Identifying Killer Customer Offers with Ecommerce Analytics

If you are selling products, services or content online, in all probability, you are operating in an extremely competitive environment. With a plethora of brands in every niche, every online store vying for customer attention across channels and a fickle customer base always on the lookout for the best promotions, it is essential to catch the customer’s eye at the right time with the most pertinent offer.

Offer design and delivery can be the single largest capability driving conversions for your ecommerce store if executed on the basis of intelligent analysis of store data.

Following are just a few of the ways, ecommerce analytics can help you design and deliver promotions that are just too hard to resist for your customers!

1. Clickstream Analytics

From the moment a customer lands on your ecommerce store page, it is possible to track each and every click in real-time. Specific actions such as search queries, product views, additions to wish lists, additions to carts, checkouts, payment failures, likes, shares and even bounces can be tracked.

This clickstream data is a gold mine for ecommerce analytics as it can help you understand the customer shopping journey and brand engagement levels across devices in tremendous depth. This data, in combination with dynamic offer design capabilities, can enable you to deliver targeted offers that can drive cross-sell and upsell opportunities as well as combat exit intent.

For example, consider a situation wherein a customer is about to abandon his cart mid-purchase by closing the shopping app or browser. By delivering an instant notification of a limited period discount, it is possible to retain the customer and entice him to complete the purchase.

Clickstream Analytics also allows you to identify the chief sources of customer traffic – among search, social, email, display, retargeting and others – which can then be leveraged for high converting offer placements.

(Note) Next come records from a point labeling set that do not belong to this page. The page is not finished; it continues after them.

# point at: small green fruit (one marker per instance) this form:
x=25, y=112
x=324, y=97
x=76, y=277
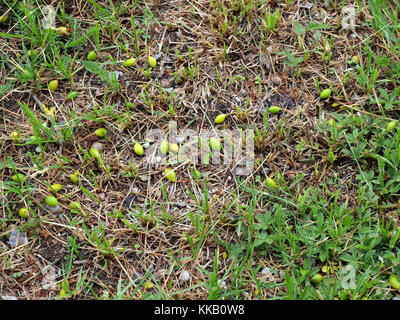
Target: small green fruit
x=152, y=61
x=33, y=53
x=391, y=126
x=215, y=144
x=130, y=62
x=325, y=94
x=56, y=187
x=274, y=109
x=19, y=177
x=164, y=147
x=74, y=177
x=148, y=285
x=170, y=174
x=174, y=147
x=197, y=174
x=51, y=201
x=394, y=282
x=3, y=18
x=94, y=153
x=72, y=95
x=53, y=85
x=316, y=279
x=355, y=60
x=101, y=132
x=23, y=213
x=220, y=118
x=270, y=183
x=75, y=205
x=14, y=136
x=138, y=148
x=92, y=55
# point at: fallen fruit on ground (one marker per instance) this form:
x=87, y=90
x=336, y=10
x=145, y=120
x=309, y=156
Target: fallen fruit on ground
x=75, y=205
x=138, y=148
x=19, y=177
x=394, y=282
x=92, y=56
x=23, y=213
x=197, y=174
x=3, y=18
x=130, y=62
x=270, y=182
x=170, y=174
x=174, y=147
x=164, y=147
x=220, y=118
x=325, y=94
x=74, y=177
x=56, y=187
x=391, y=126
x=51, y=201
x=14, y=136
x=274, y=109
x=53, y=85
x=152, y=61
x=101, y=132
x=94, y=153
x=72, y=95
x=316, y=279
x=215, y=144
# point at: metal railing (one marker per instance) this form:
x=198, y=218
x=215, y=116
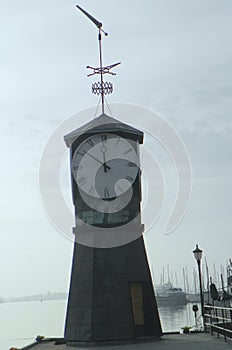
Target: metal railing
x=219, y=320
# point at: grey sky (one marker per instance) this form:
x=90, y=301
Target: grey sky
x=176, y=59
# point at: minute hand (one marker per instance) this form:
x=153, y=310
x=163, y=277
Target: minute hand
x=105, y=165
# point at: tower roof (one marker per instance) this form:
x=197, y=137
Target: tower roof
x=104, y=123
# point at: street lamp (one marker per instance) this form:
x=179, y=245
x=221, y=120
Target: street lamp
x=198, y=256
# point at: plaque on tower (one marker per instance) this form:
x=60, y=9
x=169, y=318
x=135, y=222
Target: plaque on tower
x=111, y=296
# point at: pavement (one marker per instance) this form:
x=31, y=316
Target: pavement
x=167, y=342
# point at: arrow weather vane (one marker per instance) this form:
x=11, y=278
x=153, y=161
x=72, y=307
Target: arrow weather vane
x=100, y=88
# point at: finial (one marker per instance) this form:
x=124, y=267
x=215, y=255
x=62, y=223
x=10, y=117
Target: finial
x=100, y=88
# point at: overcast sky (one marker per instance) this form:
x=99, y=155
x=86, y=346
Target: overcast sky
x=176, y=60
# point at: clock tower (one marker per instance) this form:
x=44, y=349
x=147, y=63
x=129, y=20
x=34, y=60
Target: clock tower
x=111, y=295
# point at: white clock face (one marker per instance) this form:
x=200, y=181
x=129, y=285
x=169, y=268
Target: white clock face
x=105, y=166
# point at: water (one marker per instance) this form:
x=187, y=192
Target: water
x=20, y=323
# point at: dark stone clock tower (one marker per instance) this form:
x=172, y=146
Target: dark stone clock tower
x=111, y=296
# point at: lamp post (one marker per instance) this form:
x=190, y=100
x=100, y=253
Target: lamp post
x=198, y=256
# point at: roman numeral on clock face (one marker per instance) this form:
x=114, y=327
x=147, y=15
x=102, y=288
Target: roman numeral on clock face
x=129, y=178
x=82, y=180
x=90, y=142
x=103, y=137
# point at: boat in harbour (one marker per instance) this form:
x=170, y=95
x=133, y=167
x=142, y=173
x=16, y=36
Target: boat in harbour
x=168, y=294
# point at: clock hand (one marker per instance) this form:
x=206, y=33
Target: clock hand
x=105, y=165
x=104, y=160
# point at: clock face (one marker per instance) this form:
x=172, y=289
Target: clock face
x=105, y=166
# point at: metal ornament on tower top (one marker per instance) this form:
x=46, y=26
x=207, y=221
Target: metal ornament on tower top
x=100, y=88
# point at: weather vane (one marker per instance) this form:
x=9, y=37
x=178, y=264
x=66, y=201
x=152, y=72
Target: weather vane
x=100, y=88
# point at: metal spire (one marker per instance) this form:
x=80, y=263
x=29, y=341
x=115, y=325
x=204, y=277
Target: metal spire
x=100, y=88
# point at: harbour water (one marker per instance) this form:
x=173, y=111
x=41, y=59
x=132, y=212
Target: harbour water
x=21, y=322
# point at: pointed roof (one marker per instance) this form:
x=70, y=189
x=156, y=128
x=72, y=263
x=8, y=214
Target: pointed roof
x=103, y=123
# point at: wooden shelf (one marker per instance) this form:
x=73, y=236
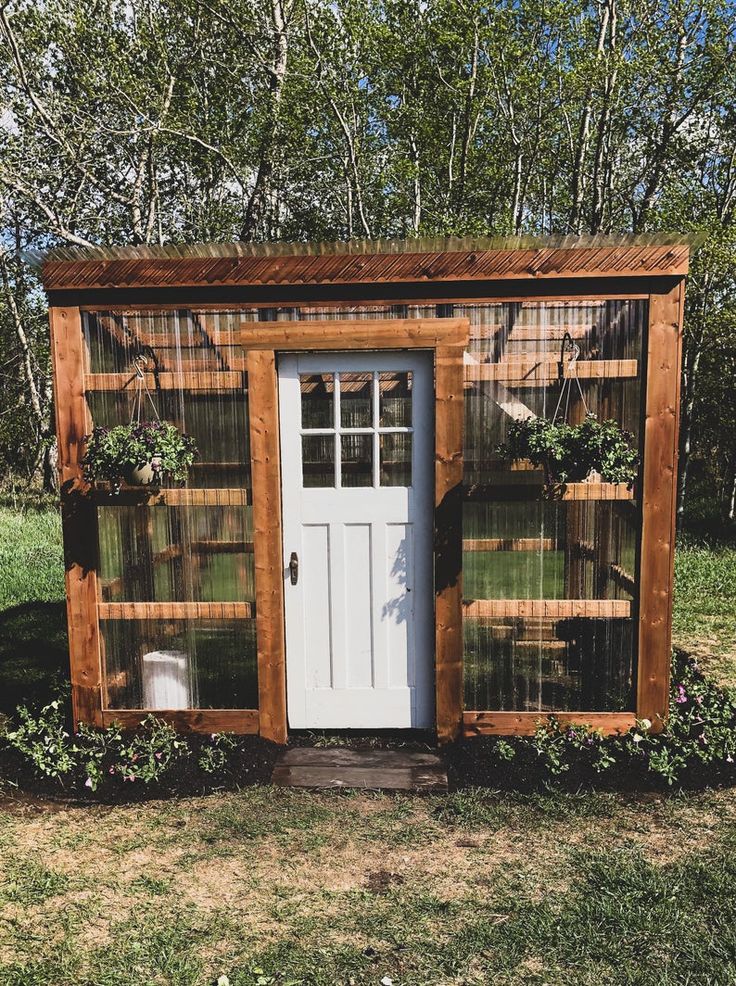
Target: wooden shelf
x=529, y=371
x=202, y=380
x=528, y=489
x=130, y=496
x=554, y=609
x=176, y=611
x=525, y=723
x=189, y=720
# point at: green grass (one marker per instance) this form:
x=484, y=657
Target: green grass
x=704, y=618
x=271, y=886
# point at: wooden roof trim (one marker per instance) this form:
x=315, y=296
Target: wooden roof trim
x=624, y=259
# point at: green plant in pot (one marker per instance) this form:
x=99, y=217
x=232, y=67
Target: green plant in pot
x=574, y=453
x=139, y=454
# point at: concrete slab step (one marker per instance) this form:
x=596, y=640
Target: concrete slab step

2. Market Basket Analytics

By analyzing electronic order data, it is possible to determine products that the customer is likely to buy with another group of items. It is also possible to identify the Next Best Product (NBP) and Next Best Offer (NBO) recommendations and track the repeatability/ cyclical nature of a customer’s shopping behavior over time to deliver suitable offers.

For example, suggesting the right accessories for a recently bought mobile phone or offering discounts on related app subscriptions can dramatically increase the probability of conversions. World ecommerce leaders such as Amazon and Netflix track and analyze the following data for generating NBP and NBO recommendations,

  • Purchasing history
  • Past ratings and review history
  • Items in customer wish lists/ watch lists
  • Purchasing patterns by similar customers

3. Location Analytics

With more and more customers shopping on mobile devices, customer location data is now easily available and can be leveraged to generate localized product recommendations and offers. It is possible to identify patterns correlating the location of customers with shopping preferences and deliver customized offers, especially if your ecommerce store operates in conjunction with offline stores.

It is also possible to design specific shipping related discount offers based on inventory and customer location data.

4. Customer Analytics

Integration of CRM data (Customer relationship management) into the overall ecommerce analytics strategy can help you segment your customer base and design targeted offers accordingly. A wide spectrum of customer data including demographics, payment preferences, shipping preferences and loyalty levels can be used for creative offer design.

For example, for SaaS providers, it is possible to segment customers based on the quantum of usage of services and offers customized plans accordingly. This can help nudge customers to try out premium plans with more and better features. Or say, an online apparel retailer can choose to conduct style surveys to identify product preferences and accordingly suggest offers most suited for the target segments.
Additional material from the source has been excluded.